New paper proposes Constitutional Classifiers to block jailbreaks, but prototype incurs high over‑refusal and compute costs[2] The Safeguards Research Team released a method that trains input and output classifiers on synthetic data to filter most jailbreak attempts while keeping over‑refusal low; the initial prototype, however, refused many harmless queries and required substantially more compute to run.

Human red‑team bug‑bounty with 183 participants (>3,000 hours) found no universal jailbreak[1] Independent jailbreakers were given ten forbidden queries and asked to force Claude 3.5 Sonnet (June 2024) to answer all of them; despite extensive effort, none succeeded in producing a single jailbreak that answered every query.

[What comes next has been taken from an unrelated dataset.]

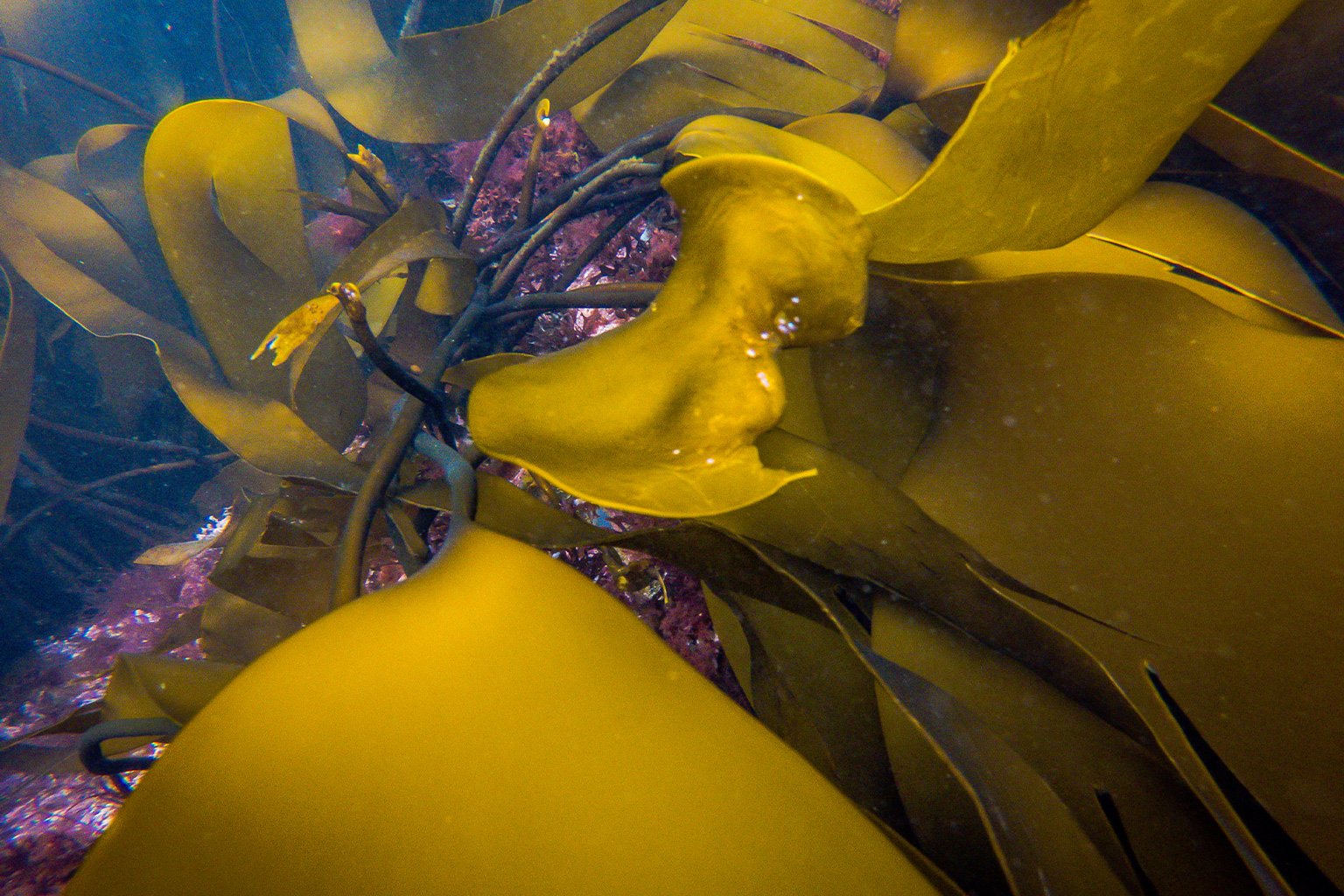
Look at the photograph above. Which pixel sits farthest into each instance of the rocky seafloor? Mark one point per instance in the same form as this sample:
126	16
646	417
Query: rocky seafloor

Synthetic evaluation of 10,000 prompts reduced jailbreak success from 86% to 4.4% with minimal over‑refusal increase[1] When Claude 3.5 Sonnet (Oct 2024) was guarded by the classifiers, only 4.4% of attacks succeeded, compared with 86% unprotected; harmless‑query refusals rose by 0.38% (statistically insignificant) and compute cost rose 23.7%.

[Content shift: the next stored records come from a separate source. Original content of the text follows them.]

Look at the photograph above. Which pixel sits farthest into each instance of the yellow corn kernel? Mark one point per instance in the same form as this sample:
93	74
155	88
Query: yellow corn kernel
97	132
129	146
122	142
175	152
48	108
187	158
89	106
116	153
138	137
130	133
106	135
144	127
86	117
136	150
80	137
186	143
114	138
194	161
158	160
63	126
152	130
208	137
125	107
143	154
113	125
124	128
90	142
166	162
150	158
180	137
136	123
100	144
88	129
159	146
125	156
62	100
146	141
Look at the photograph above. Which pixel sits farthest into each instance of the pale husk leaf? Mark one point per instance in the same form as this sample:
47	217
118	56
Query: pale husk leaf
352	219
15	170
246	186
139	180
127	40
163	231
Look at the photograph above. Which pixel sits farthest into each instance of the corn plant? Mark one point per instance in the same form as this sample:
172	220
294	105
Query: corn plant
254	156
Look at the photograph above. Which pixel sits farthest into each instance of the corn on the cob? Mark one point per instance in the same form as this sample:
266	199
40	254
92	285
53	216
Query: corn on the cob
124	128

Live demo (Feb 3‑10 2025) attracted 339 jailbreakers, four cleared all eight levels, one achieved a universal jailbreak[1] The public challenge saw roughly 3,700 hours of red‑team effort; on the final two days four participants passed every level, and one of them produced a jailbreak that met the contest’s universal criteria.

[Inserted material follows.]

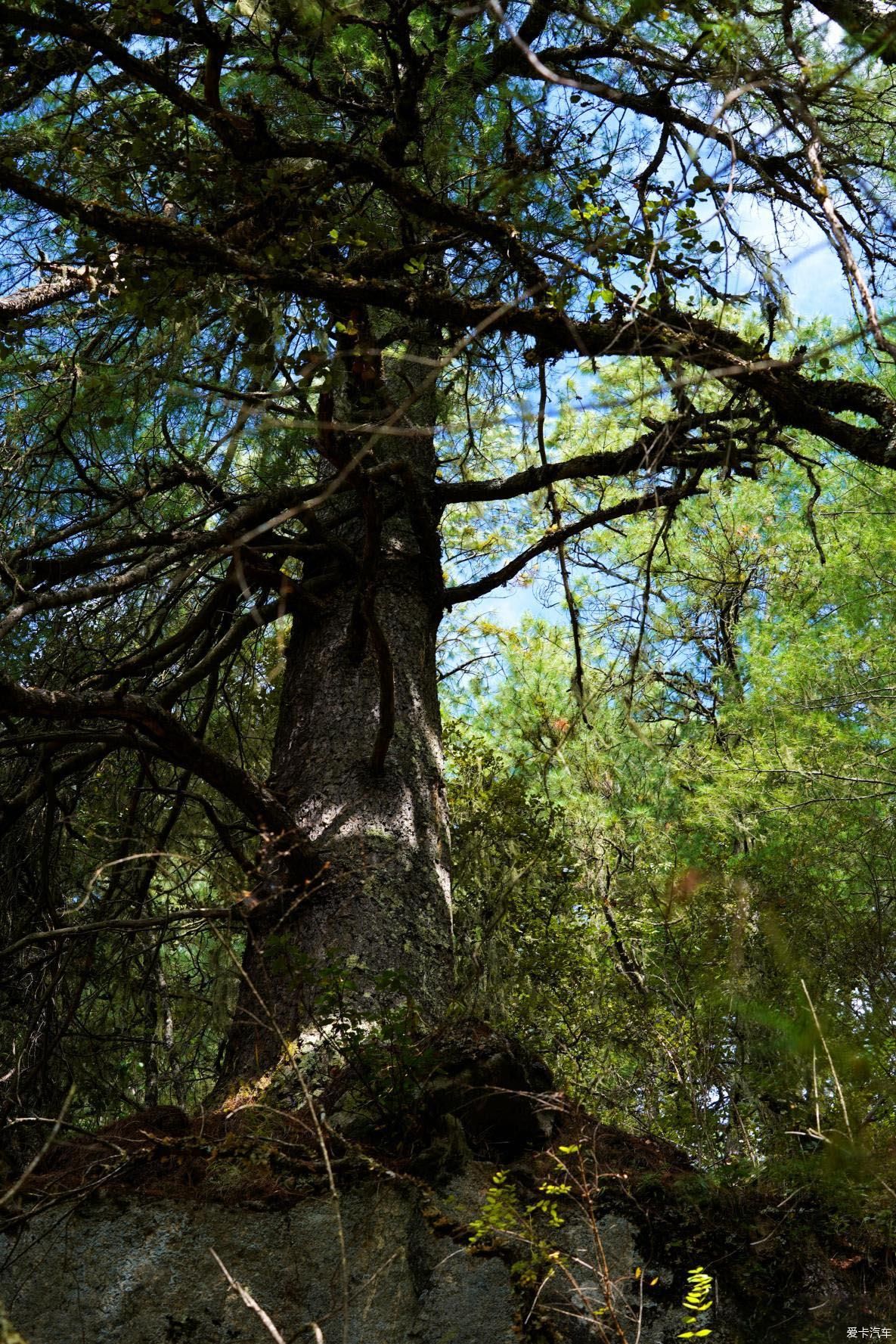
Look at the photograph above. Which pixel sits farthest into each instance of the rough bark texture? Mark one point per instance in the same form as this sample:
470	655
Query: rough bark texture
358	753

$55 K prize pool awarded to four winners, including the team that delivered the universal jailbreak[1] Altynbek Ismailov and Salia Asanova received the $20 K universal‑jailbreak prize; Valen Tagliabue, Hunter Senft‑Grupp (borderline case), and Andres Aldana each earned portions of the remaining $35 K.

Anthropic aims to lower over‑refusal and compute while integrating complementary defenses under its Responsible Scaling Policy[1] Future work will adapt the constitution to new attacks, combine classifiers with other safeguards, and seek deployment only when risks meet the thresholds set in the policy.